Introduction
The purpose of this assignment is to develop a linear model that can “reliably” predict a team’s number of wins (TARGET_WINS), based on a number of variables ranging from BATTING, BASERUN(ning), FIELDING, and PITCHING. Some of the variables have a positive impact on TARGET_WINS, while others have a negative impact
Data Exploration
## Observations: 2,276
## Variables: 17
## $ INDEX <int> 1, 2, 3, 4, 5, 6, 7, 8, 11, 12, 13, 15, 16, 1...
## $ TARGET_WINS <int> 39, 70, 86, 70, 82, 75, 80, 85, 86, 76, 78, 6...
## $ TEAM_BATTING_H <int> 1445, 1339, 1377, 1387, 1297, 1279, 1244, 127...
## $ TEAM_BATTING_2B <int> 194, 219, 232, 209, 186, 200, 179, 171, 197, ...
## $ TEAM_BATTING_3B <int> 39, 22, 35, 38, 27, 36, 54, 37, 40, 18, 27, 3...
## $ TEAM_BATTING_HR <int> 13, 190, 137, 96, 102, 92, 122, 115, 114, 96,...
## $ TEAM_BATTING_BB <int> 143, 685, 602, 451, 472, 443, 525, 456, 447, ...
## $ TEAM_BATTING_SO <int> 842, 1075, 917, 922, 920, 973, 1062, 1027, 92...
## $ TEAM_BASERUN_SB <int> NA, 37, 46, 43, 49, 107, 80, 40, 69, 72, 60, ...
## $ TEAM_BASERUN_CS <int> NA, 28, 27, 30, 39, 59, 54, 36, 27, 34, 39, 7...
## $ TEAM_BATTING_HBP <int> NA, NA, NA, NA, NA, NA, NA, NA, NA, NA, NA, N...
## $ TEAM_PITCHING_H <int> 9364, 1347, 1377, 1396, 1297, 1279, 1244, 128...
## $ TEAM_PITCHING_HR <int> 84, 191, 137, 97, 102, 92, 122, 116, 114, 96,...
## $ TEAM_PITCHING_BB <int> 927, 689, 602, 454, 472, 443, 525, 459, 447, ...
## $ TEAM_PITCHING_SO <int> 5456, 1082, 917, 928, 920, 973, 1062, 1033, 9...
## $ TEAM_FIELDING_E <int> 1011, 193, 175, 164, 138, 123, 136, 112, 127,...
## $ TEAM_FIELDING_DP <int> NA, 155, 153, 156, 168, 149, 186, 136, 169, 1...
Using glimpse, we can see that there are 2276 observations and 17 variables in our training dataset.

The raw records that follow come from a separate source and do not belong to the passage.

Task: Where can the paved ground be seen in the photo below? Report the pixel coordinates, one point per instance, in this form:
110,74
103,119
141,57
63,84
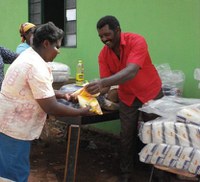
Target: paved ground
97,161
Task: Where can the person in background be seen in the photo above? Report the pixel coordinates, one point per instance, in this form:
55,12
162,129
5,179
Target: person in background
6,57
125,61
26,31
26,97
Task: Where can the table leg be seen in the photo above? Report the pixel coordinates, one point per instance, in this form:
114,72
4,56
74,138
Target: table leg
72,153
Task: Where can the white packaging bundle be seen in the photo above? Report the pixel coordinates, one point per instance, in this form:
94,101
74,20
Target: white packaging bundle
184,160
194,134
189,114
182,134
145,132
159,154
194,167
172,156
157,132
169,133
146,153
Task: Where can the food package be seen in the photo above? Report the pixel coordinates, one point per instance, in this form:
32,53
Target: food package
86,99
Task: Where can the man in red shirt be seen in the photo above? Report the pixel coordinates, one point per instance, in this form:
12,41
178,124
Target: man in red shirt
125,61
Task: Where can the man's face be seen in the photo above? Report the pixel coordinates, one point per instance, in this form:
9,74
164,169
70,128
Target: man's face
52,50
109,37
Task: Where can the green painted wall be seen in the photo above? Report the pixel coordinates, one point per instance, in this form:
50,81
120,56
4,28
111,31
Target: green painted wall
171,28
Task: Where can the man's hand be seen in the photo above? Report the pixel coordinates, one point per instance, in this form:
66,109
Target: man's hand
94,87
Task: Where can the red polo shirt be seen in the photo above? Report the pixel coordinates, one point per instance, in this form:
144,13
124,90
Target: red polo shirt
133,49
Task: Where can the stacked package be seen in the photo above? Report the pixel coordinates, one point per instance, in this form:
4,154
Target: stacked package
174,141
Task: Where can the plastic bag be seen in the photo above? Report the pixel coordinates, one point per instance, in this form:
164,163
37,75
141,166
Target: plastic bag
60,71
172,80
86,99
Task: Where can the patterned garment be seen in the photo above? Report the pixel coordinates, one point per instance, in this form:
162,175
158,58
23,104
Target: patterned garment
6,57
28,78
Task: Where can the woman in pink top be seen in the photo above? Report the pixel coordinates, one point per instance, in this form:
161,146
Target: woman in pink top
26,98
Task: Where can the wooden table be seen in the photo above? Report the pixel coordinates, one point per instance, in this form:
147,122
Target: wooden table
74,138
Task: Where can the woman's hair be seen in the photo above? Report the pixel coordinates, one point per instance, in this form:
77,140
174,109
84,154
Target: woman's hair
47,31
24,29
111,21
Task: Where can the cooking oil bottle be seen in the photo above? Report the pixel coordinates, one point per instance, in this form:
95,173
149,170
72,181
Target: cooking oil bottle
80,73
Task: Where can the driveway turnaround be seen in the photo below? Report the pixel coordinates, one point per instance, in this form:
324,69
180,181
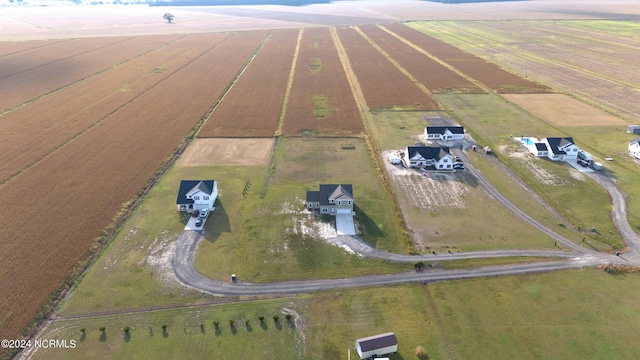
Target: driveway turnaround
344,224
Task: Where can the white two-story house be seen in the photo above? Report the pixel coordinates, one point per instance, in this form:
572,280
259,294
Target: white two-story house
425,156
561,149
444,133
197,195
332,199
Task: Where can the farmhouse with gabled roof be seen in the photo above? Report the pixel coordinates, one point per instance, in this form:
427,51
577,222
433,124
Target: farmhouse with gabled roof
444,133
634,148
197,195
377,345
562,149
422,156
332,199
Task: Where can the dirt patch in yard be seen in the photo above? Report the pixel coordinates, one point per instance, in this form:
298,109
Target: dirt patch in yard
562,110
224,151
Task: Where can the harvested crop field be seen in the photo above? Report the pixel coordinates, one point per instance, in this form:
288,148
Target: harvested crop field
224,151
574,56
32,73
254,104
562,110
383,85
55,209
89,102
321,101
433,75
489,74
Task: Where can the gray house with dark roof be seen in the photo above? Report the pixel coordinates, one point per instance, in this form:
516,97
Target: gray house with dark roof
197,195
377,345
444,133
562,149
331,199
423,156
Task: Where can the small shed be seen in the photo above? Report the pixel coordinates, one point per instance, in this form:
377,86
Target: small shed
377,345
633,129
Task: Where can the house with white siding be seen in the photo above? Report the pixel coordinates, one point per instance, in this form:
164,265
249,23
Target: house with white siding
377,345
424,156
444,133
634,148
331,199
197,195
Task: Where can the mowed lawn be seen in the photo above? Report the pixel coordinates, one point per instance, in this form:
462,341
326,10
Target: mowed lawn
577,314
492,121
276,239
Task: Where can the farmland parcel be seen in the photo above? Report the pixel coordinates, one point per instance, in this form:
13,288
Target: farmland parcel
321,100
70,196
383,85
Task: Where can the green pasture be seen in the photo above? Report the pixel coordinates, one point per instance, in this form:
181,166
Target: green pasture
189,334
273,239
131,272
493,121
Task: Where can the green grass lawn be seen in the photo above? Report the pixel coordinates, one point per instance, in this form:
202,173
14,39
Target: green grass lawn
492,121
577,314
275,238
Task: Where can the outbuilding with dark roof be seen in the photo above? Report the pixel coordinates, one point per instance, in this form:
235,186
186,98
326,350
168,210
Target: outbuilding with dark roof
377,345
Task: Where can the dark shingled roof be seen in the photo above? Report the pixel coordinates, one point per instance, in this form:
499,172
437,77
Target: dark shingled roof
330,191
556,143
442,129
187,185
541,147
428,152
377,341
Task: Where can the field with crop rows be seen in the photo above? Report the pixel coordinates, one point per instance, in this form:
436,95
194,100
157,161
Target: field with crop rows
31,73
489,74
53,210
383,85
254,104
87,103
321,101
542,50
433,75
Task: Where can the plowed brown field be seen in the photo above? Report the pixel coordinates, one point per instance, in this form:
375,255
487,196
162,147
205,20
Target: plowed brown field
479,69
254,104
51,212
321,100
383,85
433,75
50,125
29,74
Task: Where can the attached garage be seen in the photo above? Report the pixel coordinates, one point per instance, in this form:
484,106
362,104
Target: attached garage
377,345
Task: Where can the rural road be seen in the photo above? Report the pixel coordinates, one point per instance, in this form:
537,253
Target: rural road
187,246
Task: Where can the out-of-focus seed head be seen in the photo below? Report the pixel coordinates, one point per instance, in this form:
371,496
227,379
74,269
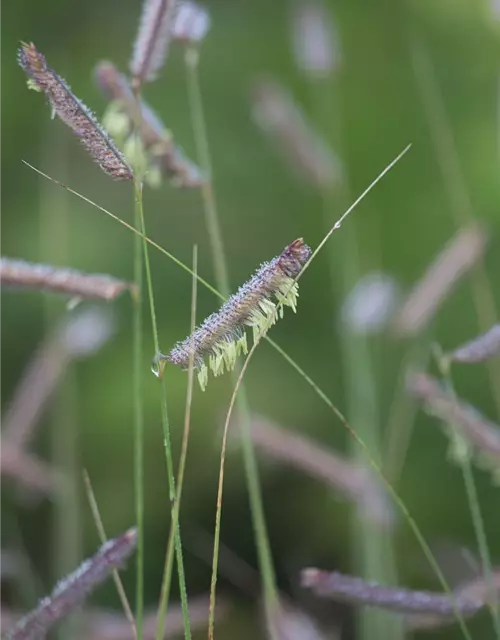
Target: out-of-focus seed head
315,41
370,304
191,23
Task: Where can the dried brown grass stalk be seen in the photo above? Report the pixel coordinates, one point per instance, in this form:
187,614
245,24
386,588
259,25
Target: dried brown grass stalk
155,138
477,590
290,623
74,113
354,482
476,429
459,255
70,592
280,118
353,590
42,277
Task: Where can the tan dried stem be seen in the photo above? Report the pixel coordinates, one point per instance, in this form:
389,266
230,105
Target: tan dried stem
476,429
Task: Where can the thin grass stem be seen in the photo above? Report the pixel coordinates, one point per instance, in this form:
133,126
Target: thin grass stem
222,281
398,501
138,410
475,509
164,415
301,372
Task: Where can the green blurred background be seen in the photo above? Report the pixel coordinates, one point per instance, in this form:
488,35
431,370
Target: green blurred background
369,111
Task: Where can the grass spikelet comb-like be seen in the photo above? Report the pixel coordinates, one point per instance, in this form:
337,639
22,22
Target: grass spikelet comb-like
153,38
351,589
163,157
70,592
257,304
74,113
42,277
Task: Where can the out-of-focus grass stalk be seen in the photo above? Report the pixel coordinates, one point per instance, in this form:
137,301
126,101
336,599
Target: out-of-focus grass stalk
169,558
403,410
222,280
374,555
475,511
55,248
461,207
138,189
462,211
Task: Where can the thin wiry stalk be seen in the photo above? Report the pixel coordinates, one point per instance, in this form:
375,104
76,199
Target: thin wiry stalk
398,501
164,414
461,206
373,546
475,511
138,409
352,589
169,558
102,535
352,481
222,280
301,372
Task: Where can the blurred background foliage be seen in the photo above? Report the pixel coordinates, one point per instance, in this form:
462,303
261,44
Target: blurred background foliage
369,112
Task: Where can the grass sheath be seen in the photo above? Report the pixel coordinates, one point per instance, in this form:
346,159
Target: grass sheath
222,280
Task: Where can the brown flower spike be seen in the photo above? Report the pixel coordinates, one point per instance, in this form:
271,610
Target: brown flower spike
221,336
74,113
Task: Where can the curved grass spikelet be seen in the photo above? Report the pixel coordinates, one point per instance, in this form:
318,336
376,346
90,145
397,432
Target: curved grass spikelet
258,303
74,113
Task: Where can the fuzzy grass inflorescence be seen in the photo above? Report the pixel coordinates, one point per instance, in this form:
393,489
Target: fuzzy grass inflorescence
74,113
222,336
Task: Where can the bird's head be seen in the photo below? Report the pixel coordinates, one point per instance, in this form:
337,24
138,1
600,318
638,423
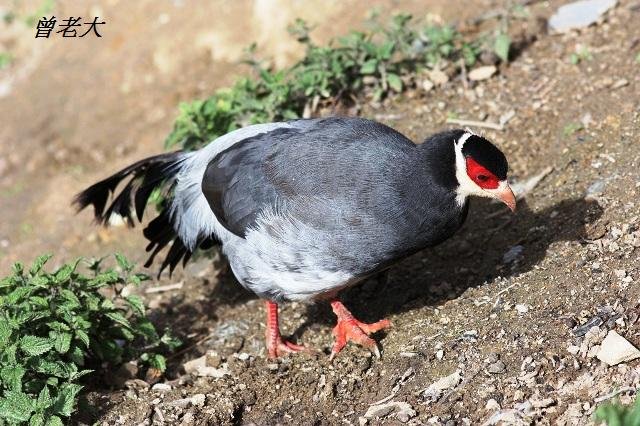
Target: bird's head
481,170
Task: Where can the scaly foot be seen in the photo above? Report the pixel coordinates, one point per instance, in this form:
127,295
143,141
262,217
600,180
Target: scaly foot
349,328
276,346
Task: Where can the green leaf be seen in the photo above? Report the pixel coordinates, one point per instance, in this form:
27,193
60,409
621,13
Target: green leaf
37,420
16,406
136,303
44,399
55,421
501,46
63,274
66,399
157,361
62,341
11,376
5,333
394,82
369,67
39,263
71,299
34,345
124,264
118,318
83,337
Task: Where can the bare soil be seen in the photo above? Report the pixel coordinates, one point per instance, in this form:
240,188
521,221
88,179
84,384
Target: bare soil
504,303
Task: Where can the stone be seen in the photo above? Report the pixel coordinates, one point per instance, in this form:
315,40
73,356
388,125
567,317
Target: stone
482,73
579,14
438,77
199,367
427,85
198,399
512,254
403,411
615,349
161,387
497,367
492,405
436,388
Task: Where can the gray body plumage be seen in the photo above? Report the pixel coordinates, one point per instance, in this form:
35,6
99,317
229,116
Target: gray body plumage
307,207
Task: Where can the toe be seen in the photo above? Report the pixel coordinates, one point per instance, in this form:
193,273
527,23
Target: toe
376,326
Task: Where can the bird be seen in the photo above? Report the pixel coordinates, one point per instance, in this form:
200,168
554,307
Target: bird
303,209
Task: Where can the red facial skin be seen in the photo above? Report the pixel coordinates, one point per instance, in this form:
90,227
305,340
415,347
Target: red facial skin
480,175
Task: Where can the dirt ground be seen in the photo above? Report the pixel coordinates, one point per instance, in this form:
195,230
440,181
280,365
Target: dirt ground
511,312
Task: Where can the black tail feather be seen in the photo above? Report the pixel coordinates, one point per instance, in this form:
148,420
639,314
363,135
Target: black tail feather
147,175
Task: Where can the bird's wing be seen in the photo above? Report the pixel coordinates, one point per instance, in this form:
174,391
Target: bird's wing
322,170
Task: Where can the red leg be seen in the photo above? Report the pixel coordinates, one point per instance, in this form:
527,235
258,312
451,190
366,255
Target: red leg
349,328
275,345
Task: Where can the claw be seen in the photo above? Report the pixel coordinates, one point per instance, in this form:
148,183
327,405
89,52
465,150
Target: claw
349,328
276,345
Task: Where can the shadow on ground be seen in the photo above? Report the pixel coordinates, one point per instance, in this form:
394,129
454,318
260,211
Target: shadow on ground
474,256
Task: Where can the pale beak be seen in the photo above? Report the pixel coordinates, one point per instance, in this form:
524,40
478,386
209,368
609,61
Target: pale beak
505,194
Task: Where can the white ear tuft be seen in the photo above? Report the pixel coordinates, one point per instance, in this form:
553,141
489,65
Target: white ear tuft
460,142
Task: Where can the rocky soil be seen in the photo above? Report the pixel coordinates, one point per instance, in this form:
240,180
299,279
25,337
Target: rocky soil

Of the 17 variables, it seems INDEX provides no additional value other than being a sorting/labelling mechanism for each observation. INDEX will be removed in the Data Preparation section. Another thing of note is that there is no variable for singles. The variable TEAM_BATTING_1B will also be created in the Data Preparation section
Non-Visual Inspection
Variables Breakdown
- Response Variable: TARGET_WINS
- Explanatory Variables:
- 7 Batting variables
- 4 Pitching variables
- 2 Baserunning variables
- 2 Fielding variables
Basic Stats
- basicStats is able to show that TEAM_BATTING_HBP has the most egregious amount of missing values
- There is very strong skew in the TEAM_PITCHING_SO variable
- TEAM_PITCHING_H has the highest variance amongst the variables
Missing Values
The 6 fields shown in the table above having missing values.
Skew
The 4 fields shown in the table above have higher than average skew values, which provides evidence of outliers greatly effecting the mean of those fields
Correlation
- The correlations tell us that HITS have the highest impact on winning games
- There is some collinearity between some of the variables, especially the BATTING variables
- FIELDING_E has the greatest impact on losing games
- TEAM_BATTING_3B has an anomolous negative correlation on TARGET_WINS
Visual Inspection
Density Plots
## No id variables; using all as measure variables
* The density plots show various issues with skew an non-normality
Box Plots
Box plots can provide a visual representation of the variance of the data * The box plots reveal that a great majority of the explanatory variables have high variances * Some of the variables contain extreme outliers that this graph does not show because i had to reduce the limits on the graph to get clear box plots * Many of the medians and means are also not aligned which demonstrates the outliers’ effects
Histograms
## `stat_bin()` using `bins = 30`. Pick better value with `binwidth`.
* The histograms reveal that very few of the variables are normally distributed * A few variables are multi-modal * Some of the variable exhibit a lot of skew (e.g. BASERUN_SB)
Data Preparation
New Variable for Singles
- The variable TEAM_BATTING_1B was created and added to the dataset
Variable Removal
- Our dataset will be augmented by removing the fields with a large amount of NA values (BATTING_HBP, BASERUN_CS)
- BATTING_H will be removed to reduce collinearity and replaced by BATTING_1B which is a calculated variable based on BATTING_H, BATTING_2B, BATTING_3B, BATTING_HR
- INDEX is removed because it has no meaning in the dataset
Missing Values Handling
missForest will be used to handle all missing data by using a random forest algorithm to replace the missing values with “forest” values
## missForest iteration 1 in progress...done!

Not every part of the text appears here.